There are often those “weak” moments when we find ourselves craving for a bottle of chilled beer, but before you blame yourself for frail-willed, consider what a study published in the journal Biological Psychiatry has to say about it.
The study has found that a hormone, ghrelin, in our body is responsible for stimulating alcohol cravings in our body. The hormone is released by our stomach and it induces appetite and food intake. Alcohol is seen as a psychoactive substance that affects the brain operations and is also a high-caloric food.
“The findings provide a direct translation of the role of ghrelin in alcohol-seeking behaviours in humans from previous research conducted in rodents,” said Lorenzo Leggio.
Leggio is a clinical investigator in the US National Institute on Alcohol Abuse and Alcoholism (NIAAA) and the National Institute on Drug Abuse at the National Institutes of Health (NIH).
45 alcohol-dependent men and women were analysed for the study in a laboratory. These individuals were heavy-drinkers who did not seek any treatment. They were randomised to receive one of the three different doses of ghrelin.
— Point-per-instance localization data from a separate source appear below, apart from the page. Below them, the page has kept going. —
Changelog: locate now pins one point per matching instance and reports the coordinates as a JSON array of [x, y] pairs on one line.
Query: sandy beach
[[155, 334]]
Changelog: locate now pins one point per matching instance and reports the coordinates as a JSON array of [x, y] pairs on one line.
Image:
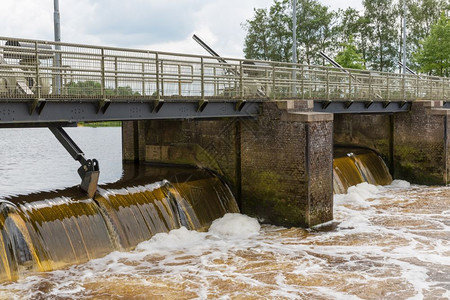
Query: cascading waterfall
[[355, 166], [51, 230]]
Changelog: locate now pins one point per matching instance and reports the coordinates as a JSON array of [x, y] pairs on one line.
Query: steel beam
[[17, 112], [356, 107]]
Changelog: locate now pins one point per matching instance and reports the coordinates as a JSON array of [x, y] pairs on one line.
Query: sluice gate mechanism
[[89, 170]]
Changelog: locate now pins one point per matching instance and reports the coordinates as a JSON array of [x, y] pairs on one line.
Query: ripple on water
[[394, 246]]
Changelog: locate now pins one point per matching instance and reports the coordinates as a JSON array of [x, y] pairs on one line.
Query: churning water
[[390, 242]]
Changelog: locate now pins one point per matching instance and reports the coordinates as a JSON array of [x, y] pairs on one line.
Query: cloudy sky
[[161, 25]]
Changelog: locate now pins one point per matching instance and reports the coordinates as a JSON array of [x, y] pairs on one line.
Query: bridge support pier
[[414, 144], [278, 166]]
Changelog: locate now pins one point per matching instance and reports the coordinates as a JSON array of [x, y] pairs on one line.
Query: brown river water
[[385, 242]]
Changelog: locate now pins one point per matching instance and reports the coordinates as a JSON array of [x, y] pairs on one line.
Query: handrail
[[106, 72]]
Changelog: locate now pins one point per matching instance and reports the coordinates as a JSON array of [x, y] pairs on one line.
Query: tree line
[[368, 39]]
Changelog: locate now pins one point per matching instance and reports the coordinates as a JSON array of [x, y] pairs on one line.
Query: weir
[[268, 130], [50, 230]]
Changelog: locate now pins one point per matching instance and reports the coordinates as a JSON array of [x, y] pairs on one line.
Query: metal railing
[[30, 69]]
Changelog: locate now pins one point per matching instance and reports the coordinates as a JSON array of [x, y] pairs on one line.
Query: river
[[389, 242]]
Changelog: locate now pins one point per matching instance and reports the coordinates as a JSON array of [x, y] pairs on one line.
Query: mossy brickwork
[[279, 166], [420, 145], [287, 167], [414, 144]]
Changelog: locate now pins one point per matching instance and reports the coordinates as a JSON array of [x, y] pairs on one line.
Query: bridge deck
[[42, 81]]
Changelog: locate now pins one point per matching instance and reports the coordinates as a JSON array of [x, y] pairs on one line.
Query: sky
[[157, 25]]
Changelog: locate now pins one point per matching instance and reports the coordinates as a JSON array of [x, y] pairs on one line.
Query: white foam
[[233, 225], [400, 184], [358, 195]]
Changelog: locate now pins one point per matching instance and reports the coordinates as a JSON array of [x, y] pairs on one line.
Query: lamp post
[[294, 46], [404, 37], [57, 62]]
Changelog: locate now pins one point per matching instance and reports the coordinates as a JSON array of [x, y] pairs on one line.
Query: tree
[[349, 56], [256, 45], [269, 32], [434, 55], [352, 24], [421, 15], [381, 16]]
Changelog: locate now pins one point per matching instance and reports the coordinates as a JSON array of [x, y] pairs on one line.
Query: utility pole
[[57, 62], [404, 37], [294, 46]]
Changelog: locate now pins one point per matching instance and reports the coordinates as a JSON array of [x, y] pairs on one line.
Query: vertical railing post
[[431, 88], [241, 81], [443, 89], [387, 86], [161, 62], [349, 86], [202, 78], [302, 87], [38, 84], [158, 94], [179, 80], [273, 82], [103, 79], [404, 86], [116, 79], [143, 79], [328, 84], [417, 87]]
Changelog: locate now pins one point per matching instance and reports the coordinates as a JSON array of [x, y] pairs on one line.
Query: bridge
[[44, 82], [267, 128]]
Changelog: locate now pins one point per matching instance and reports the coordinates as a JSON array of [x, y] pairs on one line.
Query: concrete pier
[[415, 145], [279, 166]]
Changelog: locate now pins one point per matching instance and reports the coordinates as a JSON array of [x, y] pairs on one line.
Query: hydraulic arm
[[89, 170]]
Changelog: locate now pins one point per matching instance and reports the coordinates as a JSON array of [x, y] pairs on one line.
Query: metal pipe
[[294, 46]]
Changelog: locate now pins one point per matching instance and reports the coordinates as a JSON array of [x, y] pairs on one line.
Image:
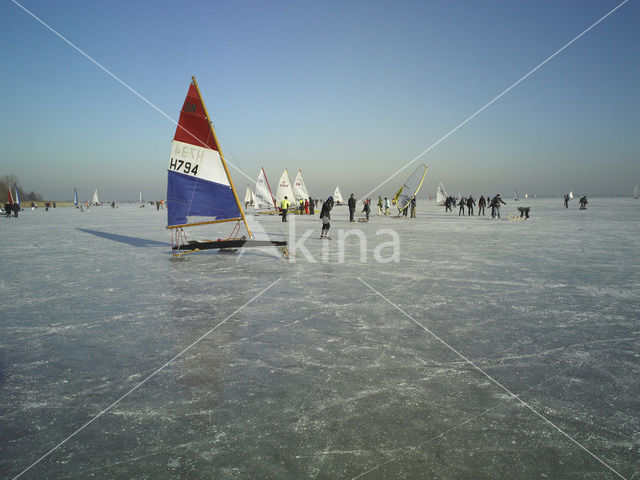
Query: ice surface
[[320, 377]]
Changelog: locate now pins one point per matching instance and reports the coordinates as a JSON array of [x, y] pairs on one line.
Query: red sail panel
[[193, 126]]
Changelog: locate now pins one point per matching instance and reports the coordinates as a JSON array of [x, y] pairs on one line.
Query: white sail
[[410, 187], [337, 196], [441, 194], [299, 188], [263, 196], [284, 189]]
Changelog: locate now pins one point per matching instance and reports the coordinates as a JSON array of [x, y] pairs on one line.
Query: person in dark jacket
[[481, 205], [325, 216], [524, 211], [352, 207], [367, 208], [470, 203], [495, 206]]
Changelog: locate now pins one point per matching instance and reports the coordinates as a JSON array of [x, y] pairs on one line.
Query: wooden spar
[[204, 223], [224, 163]]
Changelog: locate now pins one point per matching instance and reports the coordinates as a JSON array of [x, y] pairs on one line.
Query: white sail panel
[[264, 197], [441, 194], [299, 188], [284, 188]]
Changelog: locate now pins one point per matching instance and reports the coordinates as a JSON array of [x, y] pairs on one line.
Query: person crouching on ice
[[524, 211], [284, 206]]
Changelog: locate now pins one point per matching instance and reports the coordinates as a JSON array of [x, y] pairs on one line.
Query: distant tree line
[[7, 182]]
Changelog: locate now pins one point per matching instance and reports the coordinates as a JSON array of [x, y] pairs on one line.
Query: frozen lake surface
[[320, 376]]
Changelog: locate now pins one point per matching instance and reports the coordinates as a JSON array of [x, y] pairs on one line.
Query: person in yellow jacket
[[284, 206]]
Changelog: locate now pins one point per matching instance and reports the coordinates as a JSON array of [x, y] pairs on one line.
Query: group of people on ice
[[469, 202]]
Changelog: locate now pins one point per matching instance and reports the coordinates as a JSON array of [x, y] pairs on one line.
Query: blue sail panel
[[188, 195]]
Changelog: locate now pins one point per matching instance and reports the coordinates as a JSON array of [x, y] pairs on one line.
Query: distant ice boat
[[410, 188], [337, 196], [299, 188]]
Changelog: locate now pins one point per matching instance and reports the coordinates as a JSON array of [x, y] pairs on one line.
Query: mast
[[224, 163]]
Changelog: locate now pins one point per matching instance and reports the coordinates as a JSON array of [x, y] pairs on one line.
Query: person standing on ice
[[481, 205], [367, 208], [284, 206], [325, 216], [495, 206], [352, 207], [470, 203]]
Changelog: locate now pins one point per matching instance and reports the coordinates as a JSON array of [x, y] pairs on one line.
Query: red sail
[[193, 126]]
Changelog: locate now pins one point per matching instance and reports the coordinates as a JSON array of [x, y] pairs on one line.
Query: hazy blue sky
[[348, 91]]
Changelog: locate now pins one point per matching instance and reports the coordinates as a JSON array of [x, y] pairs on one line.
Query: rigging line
[[202, 337], [493, 380], [504, 92], [116, 78]]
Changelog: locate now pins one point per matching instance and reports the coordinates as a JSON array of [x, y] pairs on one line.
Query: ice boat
[[199, 184]]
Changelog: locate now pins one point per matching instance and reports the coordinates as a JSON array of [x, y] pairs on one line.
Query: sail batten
[[284, 188], [299, 188], [441, 195], [263, 196], [410, 188], [337, 195]]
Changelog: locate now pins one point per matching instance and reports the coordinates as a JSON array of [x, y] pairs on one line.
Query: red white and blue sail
[[198, 182]]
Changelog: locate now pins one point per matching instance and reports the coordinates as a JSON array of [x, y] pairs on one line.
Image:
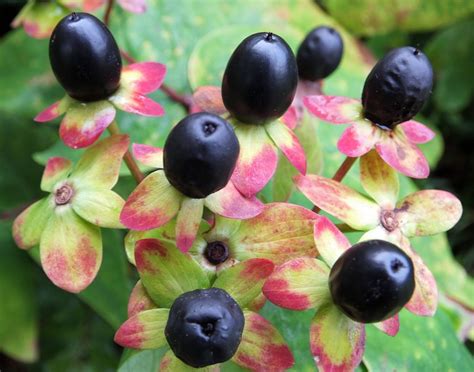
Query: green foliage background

One of those doses served as a placebo and was at 0 mcg/kg.
The drug was intravenously administered into the volunteers and they were exposed to both natural and alcohol cues. They were repeatedly assessed for their urge to drink alcohol. Compared to placebo, ghrelin significantly increased alcohol craving but had no effect on urge to drink juice.
“This sheds new light on a role for ghrelin in alcohol craving, rising the possibility that ghrelin signalling might be targeted by future treatment for alcohol use disorders,” concluded John Krystal, editor of the journal Biological Psychiatry that published the study.